Baca berita tanpa iklan. Gabung Kompas.com+
Kompas.com - 24/02/2016, 19:51 WIB
Yoga Sukmana

Penulis

JAKARTA, KOMPAS com — Pengesahan Undang-Undang Tabungan Perumahan Rakyat oleh Dewan Perwakilan Rakyat Republik Indonesia menuai reaksi beragam.

Asosiasi Pengusaha Indonesia (Apindo) menolak keras UU tersebut.

Bahkan, Apindo menyebutnya sebagai pemalakan terhadap pengusaha dan pekerja.

"Uang itu bisa diambil setelah pensiun. Kalau saya bilang ini (Tapera) malak orang," ujar Ketua Apindo Haryadi Sukamdani kepada Kompas.com, Jakarta, Rabu (24/2/2016).

Padahal, kata Haryadi, dalam BPJS Ketenagakerjaan, 30 persen iuran Jaminan Hari Tua (JHT) sudah dialokasikan untuk mendukung program perumahan pekerja.

Saat ini ucap dia, dana JHT yang terkumpul mencapai Rp 180 triliun.

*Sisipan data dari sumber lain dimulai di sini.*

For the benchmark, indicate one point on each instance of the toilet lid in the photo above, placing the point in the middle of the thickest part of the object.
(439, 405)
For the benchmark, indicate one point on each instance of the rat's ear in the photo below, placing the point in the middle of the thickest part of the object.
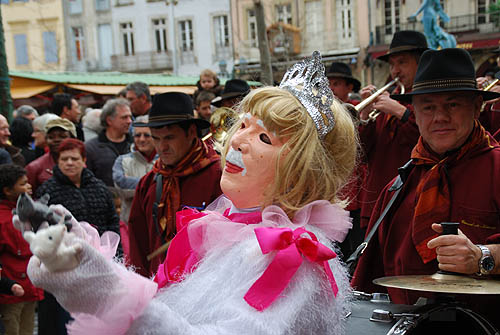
(44, 199)
(29, 236)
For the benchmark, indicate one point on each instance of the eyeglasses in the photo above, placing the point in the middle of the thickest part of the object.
(141, 134)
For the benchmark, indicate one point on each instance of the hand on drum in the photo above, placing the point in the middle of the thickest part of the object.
(455, 253)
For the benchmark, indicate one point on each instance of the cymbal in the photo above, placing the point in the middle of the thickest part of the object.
(443, 283)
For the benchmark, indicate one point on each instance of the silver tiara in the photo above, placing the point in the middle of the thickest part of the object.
(306, 80)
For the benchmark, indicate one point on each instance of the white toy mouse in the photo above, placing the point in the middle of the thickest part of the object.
(47, 244)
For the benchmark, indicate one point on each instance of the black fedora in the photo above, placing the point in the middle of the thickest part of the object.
(405, 40)
(233, 88)
(342, 70)
(446, 70)
(171, 108)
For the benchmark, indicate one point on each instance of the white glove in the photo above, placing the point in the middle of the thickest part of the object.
(85, 289)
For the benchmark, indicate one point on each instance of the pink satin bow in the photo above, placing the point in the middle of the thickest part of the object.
(291, 246)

Artinya, ada Rp 54 triliun dana JHT yang bisa digunakan untuk mendukung pembangunan perumahan untuk pekerja.

Dalam JHT, pengusaha membayar 3,7 persen, sedangkan pekerja 2 persen.

Setelah 10 tahun, pekerja bisa mengambil maksimal 30 persen dari total JHT.

Sementara dalam Tapera, uang itu hanya bisa diambil setelah pensiun.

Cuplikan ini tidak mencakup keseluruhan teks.